SGC: A semi-supervised pipeline for gene clustering using self-training approach in gene co-expression networks
Aghaieabiane, Niloofar, Koutis, Ioannis
A widely used approach for extracting information from gene expression data employ the construction of a gene co-expression network and the subsequent application of algorithms that discover network structure. In particular, a common goal is the computational discovery of gene clusters, commonly called modules. When applied on a novel gene expression dataset, the quality of the computed modules can be evaluated automatically, using Gene Ontology enrichment, a method that measures the frequencies of Gene Ontology terms in the computed modules and evaluates their statistical likelihood.
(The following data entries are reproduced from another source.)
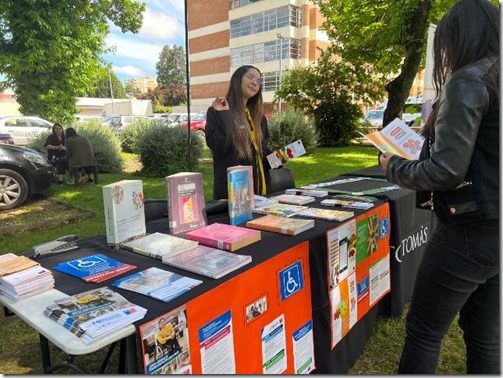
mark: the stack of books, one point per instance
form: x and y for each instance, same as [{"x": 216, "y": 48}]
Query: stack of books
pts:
[
  {"x": 96, "y": 268},
  {"x": 158, "y": 245},
  {"x": 94, "y": 313},
  {"x": 208, "y": 261},
  {"x": 224, "y": 236},
  {"x": 21, "y": 277},
  {"x": 281, "y": 225},
  {"x": 157, "y": 283}
]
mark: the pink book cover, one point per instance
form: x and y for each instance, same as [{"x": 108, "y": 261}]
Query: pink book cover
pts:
[
  {"x": 186, "y": 208},
  {"x": 224, "y": 236}
]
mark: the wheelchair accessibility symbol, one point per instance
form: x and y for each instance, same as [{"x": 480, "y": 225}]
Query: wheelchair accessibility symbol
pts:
[{"x": 291, "y": 280}]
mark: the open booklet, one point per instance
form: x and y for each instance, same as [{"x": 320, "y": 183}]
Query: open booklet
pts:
[{"x": 397, "y": 138}]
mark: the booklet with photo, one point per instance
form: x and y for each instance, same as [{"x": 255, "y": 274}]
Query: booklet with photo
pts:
[
  {"x": 281, "y": 225},
  {"x": 397, "y": 138},
  {"x": 285, "y": 154},
  {"x": 157, "y": 283},
  {"x": 208, "y": 261},
  {"x": 157, "y": 245}
]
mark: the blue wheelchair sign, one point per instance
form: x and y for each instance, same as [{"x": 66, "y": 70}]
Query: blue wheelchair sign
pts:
[{"x": 291, "y": 280}]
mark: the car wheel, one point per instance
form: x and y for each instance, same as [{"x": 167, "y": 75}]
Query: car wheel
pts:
[{"x": 13, "y": 189}]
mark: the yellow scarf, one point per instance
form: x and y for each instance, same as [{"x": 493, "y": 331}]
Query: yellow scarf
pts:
[{"x": 260, "y": 164}]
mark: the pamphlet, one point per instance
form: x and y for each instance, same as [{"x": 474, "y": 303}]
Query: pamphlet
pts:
[
  {"x": 397, "y": 138},
  {"x": 285, "y": 154}
]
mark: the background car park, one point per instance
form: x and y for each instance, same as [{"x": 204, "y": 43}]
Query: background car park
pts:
[
  {"x": 24, "y": 129},
  {"x": 197, "y": 122},
  {"x": 23, "y": 172},
  {"x": 6, "y": 138}
]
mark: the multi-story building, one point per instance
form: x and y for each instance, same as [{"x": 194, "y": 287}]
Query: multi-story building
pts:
[
  {"x": 143, "y": 85},
  {"x": 273, "y": 35}
]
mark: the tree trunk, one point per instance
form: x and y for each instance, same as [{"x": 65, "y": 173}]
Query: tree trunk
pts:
[{"x": 398, "y": 89}]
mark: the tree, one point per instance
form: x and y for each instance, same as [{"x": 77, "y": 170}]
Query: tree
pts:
[
  {"x": 386, "y": 37},
  {"x": 51, "y": 49},
  {"x": 100, "y": 85},
  {"x": 171, "y": 66},
  {"x": 328, "y": 92}
]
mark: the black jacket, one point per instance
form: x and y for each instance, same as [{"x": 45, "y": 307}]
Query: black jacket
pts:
[
  {"x": 217, "y": 130},
  {"x": 462, "y": 168}
]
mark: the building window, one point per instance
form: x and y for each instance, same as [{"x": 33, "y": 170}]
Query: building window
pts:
[
  {"x": 265, "y": 21},
  {"x": 266, "y": 52}
]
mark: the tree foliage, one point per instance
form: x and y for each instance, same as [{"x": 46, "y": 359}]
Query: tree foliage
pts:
[
  {"x": 51, "y": 49},
  {"x": 171, "y": 66},
  {"x": 387, "y": 38},
  {"x": 100, "y": 85},
  {"x": 328, "y": 92}
]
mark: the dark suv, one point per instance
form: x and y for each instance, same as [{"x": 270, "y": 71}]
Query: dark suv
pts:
[{"x": 23, "y": 172}]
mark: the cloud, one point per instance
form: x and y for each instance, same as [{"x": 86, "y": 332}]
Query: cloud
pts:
[
  {"x": 160, "y": 26},
  {"x": 129, "y": 71}
]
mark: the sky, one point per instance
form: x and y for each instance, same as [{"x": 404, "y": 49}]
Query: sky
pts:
[{"x": 135, "y": 55}]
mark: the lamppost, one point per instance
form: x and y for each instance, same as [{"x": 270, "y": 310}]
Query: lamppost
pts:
[{"x": 281, "y": 38}]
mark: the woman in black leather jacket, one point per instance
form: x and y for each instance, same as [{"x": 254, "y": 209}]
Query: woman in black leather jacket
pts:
[{"x": 459, "y": 171}]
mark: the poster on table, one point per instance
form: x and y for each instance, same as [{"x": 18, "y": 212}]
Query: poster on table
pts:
[
  {"x": 267, "y": 328},
  {"x": 165, "y": 344},
  {"x": 358, "y": 268}
]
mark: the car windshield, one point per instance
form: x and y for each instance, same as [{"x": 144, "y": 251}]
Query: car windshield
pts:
[{"x": 376, "y": 114}]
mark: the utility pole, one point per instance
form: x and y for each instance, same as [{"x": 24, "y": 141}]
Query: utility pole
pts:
[
  {"x": 111, "y": 88},
  {"x": 281, "y": 37}
]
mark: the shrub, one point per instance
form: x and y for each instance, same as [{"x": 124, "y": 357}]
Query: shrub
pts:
[
  {"x": 164, "y": 151},
  {"x": 130, "y": 136},
  {"x": 106, "y": 145},
  {"x": 336, "y": 121},
  {"x": 289, "y": 126}
]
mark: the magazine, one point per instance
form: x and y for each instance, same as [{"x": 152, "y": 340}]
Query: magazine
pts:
[
  {"x": 240, "y": 188},
  {"x": 94, "y": 313},
  {"x": 285, "y": 154},
  {"x": 362, "y": 205},
  {"x": 224, "y": 236},
  {"x": 95, "y": 268},
  {"x": 158, "y": 283},
  {"x": 326, "y": 214},
  {"x": 186, "y": 208},
  {"x": 294, "y": 199},
  {"x": 281, "y": 225},
  {"x": 157, "y": 245},
  {"x": 124, "y": 210},
  {"x": 208, "y": 261},
  {"x": 397, "y": 138},
  {"x": 280, "y": 209}
]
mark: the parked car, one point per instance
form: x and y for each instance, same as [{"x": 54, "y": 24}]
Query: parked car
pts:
[
  {"x": 23, "y": 128},
  {"x": 119, "y": 122},
  {"x": 6, "y": 138},
  {"x": 23, "y": 172},
  {"x": 198, "y": 122}
]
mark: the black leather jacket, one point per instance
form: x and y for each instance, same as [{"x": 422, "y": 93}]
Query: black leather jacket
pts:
[{"x": 462, "y": 167}]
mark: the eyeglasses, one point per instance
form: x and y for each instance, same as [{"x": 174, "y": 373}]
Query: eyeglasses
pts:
[{"x": 250, "y": 77}]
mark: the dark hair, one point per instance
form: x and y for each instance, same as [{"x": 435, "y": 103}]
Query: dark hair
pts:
[
  {"x": 468, "y": 32},
  {"x": 240, "y": 136},
  {"x": 70, "y": 132}
]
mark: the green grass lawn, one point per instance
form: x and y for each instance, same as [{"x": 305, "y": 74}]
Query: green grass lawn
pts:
[{"x": 19, "y": 344}]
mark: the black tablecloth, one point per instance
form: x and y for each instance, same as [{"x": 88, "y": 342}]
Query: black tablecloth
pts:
[{"x": 410, "y": 229}]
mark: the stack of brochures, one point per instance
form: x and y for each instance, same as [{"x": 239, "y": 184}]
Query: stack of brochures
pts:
[
  {"x": 158, "y": 245},
  {"x": 94, "y": 313},
  {"x": 96, "y": 268},
  {"x": 157, "y": 283},
  {"x": 208, "y": 261},
  {"x": 21, "y": 277}
]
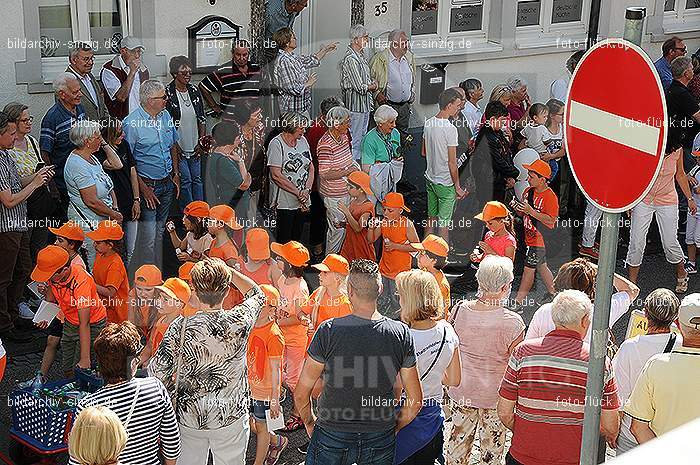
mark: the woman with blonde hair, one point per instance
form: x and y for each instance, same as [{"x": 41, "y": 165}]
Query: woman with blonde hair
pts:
[
  {"x": 98, "y": 437},
  {"x": 438, "y": 362}
]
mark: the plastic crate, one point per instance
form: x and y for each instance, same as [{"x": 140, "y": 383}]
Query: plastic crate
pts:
[
  {"x": 36, "y": 423},
  {"x": 87, "y": 381}
]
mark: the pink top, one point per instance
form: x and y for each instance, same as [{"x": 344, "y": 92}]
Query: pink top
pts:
[
  {"x": 663, "y": 192},
  {"x": 484, "y": 339},
  {"x": 500, "y": 243}
]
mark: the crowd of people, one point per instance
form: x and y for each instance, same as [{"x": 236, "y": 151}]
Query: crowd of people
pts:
[{"x": 379, "y": 358}]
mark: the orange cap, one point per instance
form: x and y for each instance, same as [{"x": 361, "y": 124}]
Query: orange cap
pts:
[
  {"x": 176, "y": 288},
  {"x": 198, "y": 209},
  {"x": 107, "y": 230},
  {"x": 360, "y": 178},
  {"x": 225, "y": 215},
  {"x": 395, "y": 200},
  {"x": 257, "y": 242},
  {"x": 185, "y": 271},
  {"x": 292, "y": 252},
  {"x": 272, "y": 295},
  {"x": 492, "y": 209},
  {"x": 540, "y": 167},
  {"x": 433, "y": 244},
  {"x": 49, "y": 260},
  {"x": 333, "y": 263},
  {"x": 148, "y": 275},
  {"x": 69, "y": 230}
]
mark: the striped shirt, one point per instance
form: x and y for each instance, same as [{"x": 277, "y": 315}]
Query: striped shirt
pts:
[
  {"x": 234, "y": 86},
  {"x": 11, "y": 219},
  {"x": 54, "y": 137},
  {"x": 354, "y": 80},
  {"x": 152, "y": 426},
  {"x": 546, "y": 377},
  {"x": 291, "y": 74},
  {"x": 333, "y": 155}
]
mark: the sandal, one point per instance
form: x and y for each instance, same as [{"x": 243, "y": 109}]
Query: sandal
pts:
[
  {"x": 682, "y": 285},
  {"x": 293, "y": 424},
  {"x": 274, "y": 452}
]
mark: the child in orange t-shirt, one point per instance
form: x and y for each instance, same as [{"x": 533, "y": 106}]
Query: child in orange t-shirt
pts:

In this work we propose SGC a novel pipeline for gene clustering based on relatively recent seminal work in the mathematics of spectral network theory. SGC consists of multiple novel steps that enable the computation of highly enriched modules in an unsupervised manner. But unlike all existing frameworks, it further incorporates a novel step that leverages Gene Ontology information in a semi-supervised clustering method that further improves the quality of the computed modules. Comparing with already well-known existing frameworks, we show that SGC results in higher enrichment in real data. In particular, in 12 real gene expression datasets, SGC outperforms in all except one.